Assuming that the above is a first possible implementation, in a second possible implementation provided by way of the first possible implementation, the semantic segmentation model includes at least one convolution-pooling structure including at least one convolution layer and one pooling layer; during the training of the semantic segmentation model described above, the processor 702, by running the computer program described above stored in the memory 701, also implements the following steps for each convolution-pooling structure:
acquiring a first characteristic diagram output by the convolution-pooling structure;
splicing the first feature map and a target mask image to obtain a spliced feature map, wherein the target mask image is a mask image associated with a target training image, and the first feature map is obtained based on the target training image;
fusing the spliced feature images to obtain a second feature image;
delivering the second feature map to a next network layer in the semantic segmentation model for the convolution-pooling structure.

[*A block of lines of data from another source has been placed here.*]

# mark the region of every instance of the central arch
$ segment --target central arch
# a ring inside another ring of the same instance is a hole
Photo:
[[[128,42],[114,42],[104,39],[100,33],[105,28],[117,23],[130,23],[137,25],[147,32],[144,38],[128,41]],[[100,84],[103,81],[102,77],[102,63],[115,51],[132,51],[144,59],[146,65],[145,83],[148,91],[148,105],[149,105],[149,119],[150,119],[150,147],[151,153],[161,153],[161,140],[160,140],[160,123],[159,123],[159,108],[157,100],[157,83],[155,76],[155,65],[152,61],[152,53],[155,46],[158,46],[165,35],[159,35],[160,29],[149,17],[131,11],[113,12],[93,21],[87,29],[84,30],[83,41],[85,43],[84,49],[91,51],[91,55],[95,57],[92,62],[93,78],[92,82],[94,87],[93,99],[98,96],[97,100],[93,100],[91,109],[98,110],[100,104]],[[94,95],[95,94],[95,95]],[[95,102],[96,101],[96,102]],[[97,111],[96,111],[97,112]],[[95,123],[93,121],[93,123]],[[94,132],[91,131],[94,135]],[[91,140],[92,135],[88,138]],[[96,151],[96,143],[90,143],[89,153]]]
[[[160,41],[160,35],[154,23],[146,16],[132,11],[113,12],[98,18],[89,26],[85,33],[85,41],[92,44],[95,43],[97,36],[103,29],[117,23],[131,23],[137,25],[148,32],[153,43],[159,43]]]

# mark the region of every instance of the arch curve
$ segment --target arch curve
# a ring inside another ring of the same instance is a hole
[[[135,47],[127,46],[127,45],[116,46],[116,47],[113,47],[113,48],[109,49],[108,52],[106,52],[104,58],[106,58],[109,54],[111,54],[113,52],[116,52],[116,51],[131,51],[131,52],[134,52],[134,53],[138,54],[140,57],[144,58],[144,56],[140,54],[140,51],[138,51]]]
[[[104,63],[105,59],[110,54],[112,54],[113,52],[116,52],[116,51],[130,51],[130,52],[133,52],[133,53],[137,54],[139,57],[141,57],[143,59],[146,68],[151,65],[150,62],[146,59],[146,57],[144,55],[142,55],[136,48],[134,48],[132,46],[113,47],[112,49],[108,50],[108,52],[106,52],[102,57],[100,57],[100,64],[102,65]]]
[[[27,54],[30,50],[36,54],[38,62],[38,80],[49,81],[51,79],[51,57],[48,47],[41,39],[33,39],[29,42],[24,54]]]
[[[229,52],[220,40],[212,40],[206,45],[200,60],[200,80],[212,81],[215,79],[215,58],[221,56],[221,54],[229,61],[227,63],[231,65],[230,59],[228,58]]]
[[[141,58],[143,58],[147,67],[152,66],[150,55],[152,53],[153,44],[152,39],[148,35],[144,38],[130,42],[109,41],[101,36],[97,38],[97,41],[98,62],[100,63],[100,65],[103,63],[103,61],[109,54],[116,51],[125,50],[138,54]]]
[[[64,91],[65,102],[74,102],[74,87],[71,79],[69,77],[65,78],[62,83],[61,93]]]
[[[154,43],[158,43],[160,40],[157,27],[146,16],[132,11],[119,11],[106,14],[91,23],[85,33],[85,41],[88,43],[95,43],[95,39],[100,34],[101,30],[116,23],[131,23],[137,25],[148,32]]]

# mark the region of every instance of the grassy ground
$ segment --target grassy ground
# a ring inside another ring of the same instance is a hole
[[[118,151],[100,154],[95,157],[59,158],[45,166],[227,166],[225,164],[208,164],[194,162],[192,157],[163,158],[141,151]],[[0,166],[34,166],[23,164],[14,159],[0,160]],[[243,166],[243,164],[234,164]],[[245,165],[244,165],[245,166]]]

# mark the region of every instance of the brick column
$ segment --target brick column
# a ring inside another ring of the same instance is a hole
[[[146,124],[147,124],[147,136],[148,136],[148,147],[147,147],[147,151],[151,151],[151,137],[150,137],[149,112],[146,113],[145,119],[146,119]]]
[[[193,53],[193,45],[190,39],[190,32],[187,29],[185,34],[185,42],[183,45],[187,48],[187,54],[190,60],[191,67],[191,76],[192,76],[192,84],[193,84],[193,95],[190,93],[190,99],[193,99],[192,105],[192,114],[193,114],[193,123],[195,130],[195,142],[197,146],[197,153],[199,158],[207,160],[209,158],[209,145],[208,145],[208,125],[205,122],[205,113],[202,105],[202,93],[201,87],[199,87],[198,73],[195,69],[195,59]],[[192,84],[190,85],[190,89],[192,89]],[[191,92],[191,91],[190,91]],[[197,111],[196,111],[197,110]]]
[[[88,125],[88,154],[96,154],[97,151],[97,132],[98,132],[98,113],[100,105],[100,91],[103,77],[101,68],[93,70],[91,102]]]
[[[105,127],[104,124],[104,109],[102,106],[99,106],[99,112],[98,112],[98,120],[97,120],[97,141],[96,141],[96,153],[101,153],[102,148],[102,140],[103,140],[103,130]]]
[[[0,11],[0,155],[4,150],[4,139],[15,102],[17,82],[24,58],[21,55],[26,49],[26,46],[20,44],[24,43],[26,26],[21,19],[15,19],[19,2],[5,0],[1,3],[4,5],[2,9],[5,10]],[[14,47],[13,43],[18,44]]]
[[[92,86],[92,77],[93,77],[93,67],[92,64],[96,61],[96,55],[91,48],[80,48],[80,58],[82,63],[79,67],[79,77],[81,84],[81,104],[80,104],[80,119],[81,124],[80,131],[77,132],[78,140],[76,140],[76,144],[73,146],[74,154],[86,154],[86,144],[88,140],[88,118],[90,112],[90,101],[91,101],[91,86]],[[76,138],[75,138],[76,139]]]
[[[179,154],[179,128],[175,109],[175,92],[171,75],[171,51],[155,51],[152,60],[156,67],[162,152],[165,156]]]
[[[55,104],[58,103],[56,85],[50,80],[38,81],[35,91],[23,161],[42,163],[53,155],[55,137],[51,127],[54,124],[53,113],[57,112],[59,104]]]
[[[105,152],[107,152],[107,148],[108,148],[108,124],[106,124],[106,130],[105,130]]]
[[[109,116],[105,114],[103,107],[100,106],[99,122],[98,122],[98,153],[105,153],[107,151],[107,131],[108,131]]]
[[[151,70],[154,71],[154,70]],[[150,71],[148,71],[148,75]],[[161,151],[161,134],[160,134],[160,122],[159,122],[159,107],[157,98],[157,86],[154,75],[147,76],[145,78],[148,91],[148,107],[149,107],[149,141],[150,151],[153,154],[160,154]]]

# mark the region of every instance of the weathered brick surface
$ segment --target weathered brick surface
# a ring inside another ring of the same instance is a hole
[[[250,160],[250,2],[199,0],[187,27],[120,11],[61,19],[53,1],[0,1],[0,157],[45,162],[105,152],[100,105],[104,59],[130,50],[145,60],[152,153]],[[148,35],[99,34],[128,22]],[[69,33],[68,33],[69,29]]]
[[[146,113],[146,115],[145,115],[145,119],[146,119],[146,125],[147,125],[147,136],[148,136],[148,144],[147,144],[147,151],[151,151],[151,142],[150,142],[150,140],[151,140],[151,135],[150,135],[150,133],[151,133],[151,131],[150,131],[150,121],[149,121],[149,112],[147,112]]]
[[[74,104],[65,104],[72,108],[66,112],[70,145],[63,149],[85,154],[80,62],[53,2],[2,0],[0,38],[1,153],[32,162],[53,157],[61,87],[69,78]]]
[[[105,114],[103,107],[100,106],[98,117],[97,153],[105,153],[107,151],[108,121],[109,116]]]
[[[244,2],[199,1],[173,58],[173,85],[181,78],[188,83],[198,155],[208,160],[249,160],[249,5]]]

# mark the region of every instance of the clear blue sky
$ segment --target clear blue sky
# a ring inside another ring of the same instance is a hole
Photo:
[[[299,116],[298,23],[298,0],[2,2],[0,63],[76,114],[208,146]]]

In a third possible implementation manner provided by the second possible implementation manner, the stitching the first feature map with the target mask image includes:
adjusting the target mask image to a target size, wherein the target size is the size of the first feature map;
duplicating the target mask images so that the number of the target mask images is the same as the number of channels of the first feature map;
and in the channel dimension, splicing the first feature map and all the target mask images to obtain a spliced feature map, wherein the size of the spliced feature map is the target size, and the number of channels of the spliced feature map is twice the number of channels of the first feature map.
In a fourth possible implementation manner provided by the second possible implementation manner, the fusing the spliced feature map to obtain a second feature map includes:
and adopting a 1 multiplied by 1 convolution to check the spliced feature images to fuse in the channel dimension, so as to obtain a second feature image.
In a fifth possible implementation manner provided by the second possible implementation manner, after the merging the spliced feature maps to obtain the second feature map, the processor 702 further implements the following steps when executing the computer program stored in the memory 701:
acquiring a feature map to be displayed, wherein the feature map to be displayed is a feature map of a random channel in the second feature map;
generating a thermodynamic diagram based on the characteristic diagram to be displayed.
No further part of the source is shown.